By Ahmad Ghaddar, Alex Lawler and Maha El Dahan
LONDON/DUBAI (Reuters) -OPEC+ agreed on Sunday to extend the bulk of its deep oil production cuts well into 2025, as the group tries to strengthen the market amid tepid demand growth, high interest rates and rising rival American production.
Prices have traded around $80 a barrel in recent days, below what many OPEC+ members need to balance their budgets. Concerns about slow demand growth in top oil importer China have weighed on prices alongside rising oil inventories in developed economies.
The Organization of the Petroleum Exporting Countries and allies led by Russia, together known as OPEC+, have implemented a series of deep production cuts since late 2022.
OPEC+ members are currently cutting production by a total of 5.86 million barrels per day (bpd), or about 5.7% of global demand.
These include 3.66 million barrels per day of cuts, set to expire at the end of 2024, and voluntary cuts by eight members of 2.2 million barrels per day, set to expire at the end of June 2024.
On Sunday, OPEC+ agreed to extend cuts of 3.66 million barrels per day for a year to the end of 2025 and to extend cuts of 2.2 million barrels per day for three months to the end of September 2024.
OPEC+ will gradually phase out cuts of 2.2 million barrels per day over the course of a year, from October 2024 to September 2025.
“We are waiting for a drop in interest rates and a better trajectory in terms of economic growth … and not here and there in growth spots,” Saudi Energy Minister Prince Abdulaziz bin Salman told reporters.
OPEC expects demand for OPEC+ crude oil to average 43.65 million barrels per day in the second half of 2024, implying a stock decline of 2.63 million barrels per day if the group maintains production at April levels maintains 41.02 million barrels per day.
The decline will be less when OPEC+ starts phasing out voluntary cuts of 2.2 million barrels per day in October.
The International Energy Agency, which represents major global consumers, estimates that demand for OPEC+ oil plus equities will average at a much lower level in 2024, at 41.9 million barrels per day.
“The deal should allay market fears that OPEC+ will add barrels at a time when demand concerns are still widespread,” said Amrita Sen, co-founder of think tank Energy Aspects.
Prince Abdulaziz said OPEC+ could pause or reverse cuts if demand was not strong enough.
QUICK DEAL
Analysts had expected OPEC+ to extend voluntary cuts by a few months due to falling oil prices and sluggish demand.

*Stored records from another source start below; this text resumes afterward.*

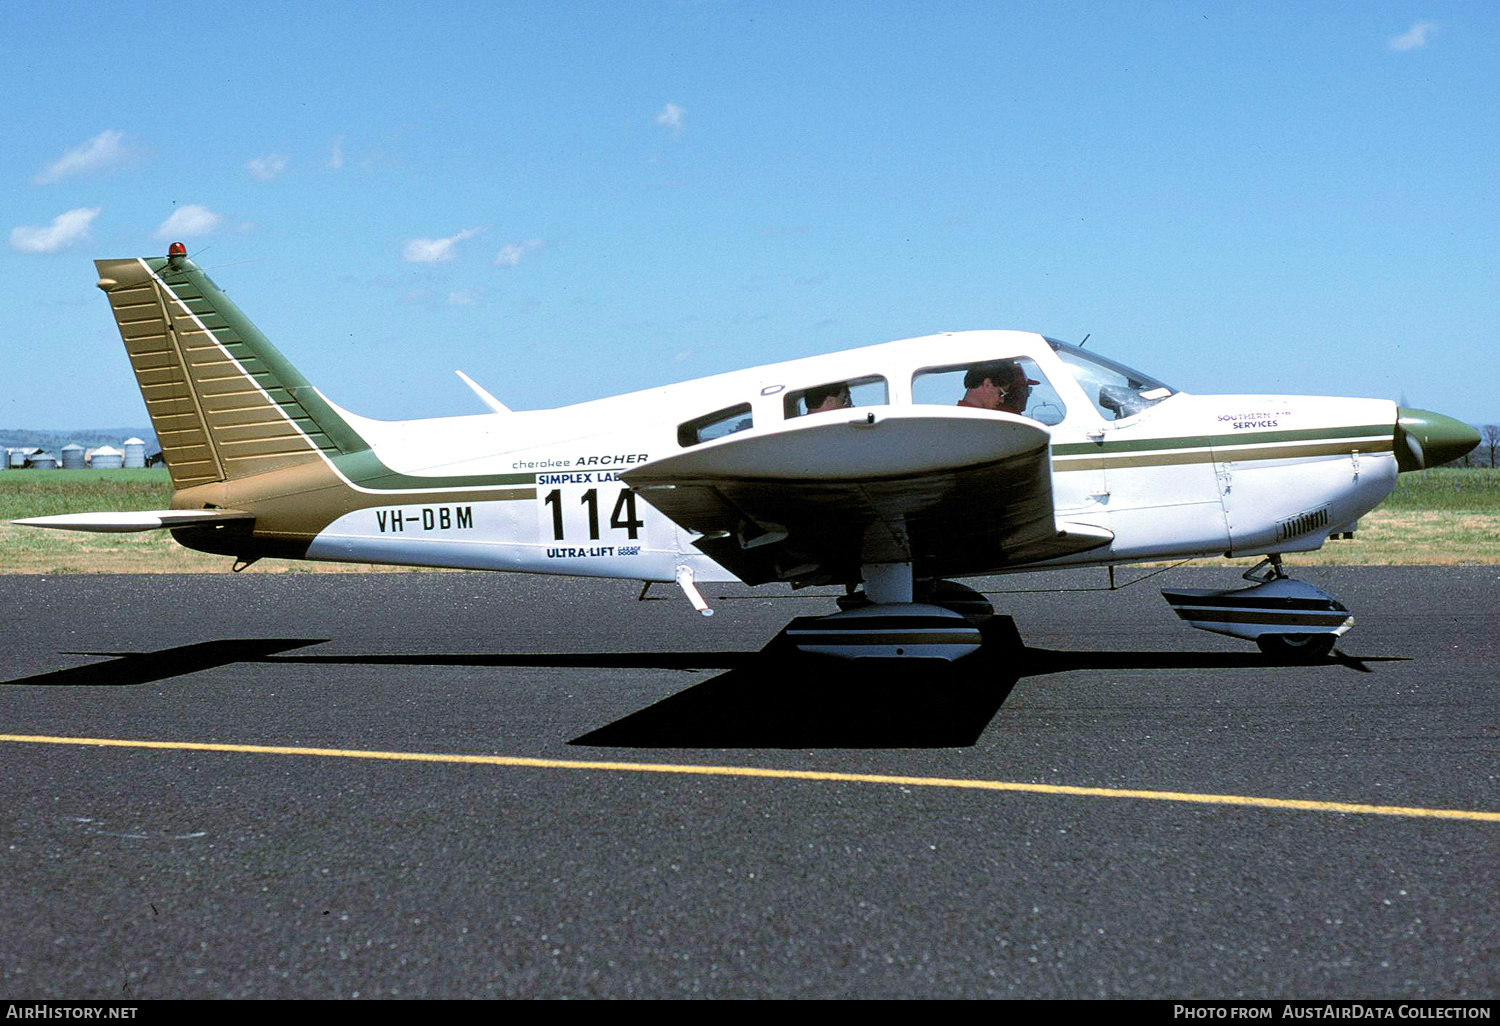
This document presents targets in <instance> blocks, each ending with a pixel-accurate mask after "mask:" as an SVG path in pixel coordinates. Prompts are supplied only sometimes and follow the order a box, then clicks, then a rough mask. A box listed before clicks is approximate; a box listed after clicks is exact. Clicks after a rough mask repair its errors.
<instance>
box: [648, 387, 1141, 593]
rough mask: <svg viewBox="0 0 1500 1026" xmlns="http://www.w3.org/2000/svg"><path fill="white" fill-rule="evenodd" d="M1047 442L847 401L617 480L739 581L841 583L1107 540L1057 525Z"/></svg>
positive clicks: (1036, 430) (1094, 535) (740, 435)
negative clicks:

But many analysts had also predicted that the group would struggle to set targets for 2025 as they had yet to agree on individual capacity targets for each member, an issue that had previously caused tensions.
The United Arab Emirates, for example, has pushed for higher production quotas, arguing that their capacity had long been underestimated.
But in a surprise development on Sunday, OPEC+ postponed discussions on capabilities until November 2025 from this year.
Instead, the group agreed a new production target for the UAE, which will allow output to be gradually increased by 0.3 million barrels per day from the current level of 2.9 million barrels.
OPEC+ agreed it would use independently assessed capacity figures to guide production in 2026 rather than 2025, delaying a potentially difficult discussion by a year.
Prince Abdulaziz said one of the reasons for the delay was the difficulties for independent advisers to assess Russian data amid Western sanctions on Moscow over the war against Ukraine.
Sunday’s meetings lasted less than four hours – relatively short for such a complex deal.
OPEC+ sources said Prince Abdulaziz, the most influential minister in the OPEC group, spent days preparing the deal behind the scenes.
He invited a number of key ministers – especially those who contributed to the voluntary cuts – to the Saudi capital Riyadh on Sunday, despite the meetings being largely scheduled online.
The countries that have voluntarily reduced production are Algeria, Iraq, Kazakhstan, Kuwait, Oman, Russia, Saudi Arabia and the United Arab Emirates.
“It should be seen as a huge victory of solidarity for the group and Prince Abdulaziz,” Sen said. He added that the deal would allay fears that Saudi Arabia would add barrels due to Aramco’s (TADAWUL:) share listing.
Saudi Arabia’s government has filed papers to sell a new stake in state oil giant Aramco that could raise as much as $13.1 billion, a landmark deal to underpin Crown Prince Mohammed bin Salman’s plan to diversify the economy to help finance.
OPEC+ will hold its next meeting on December 1, 2024.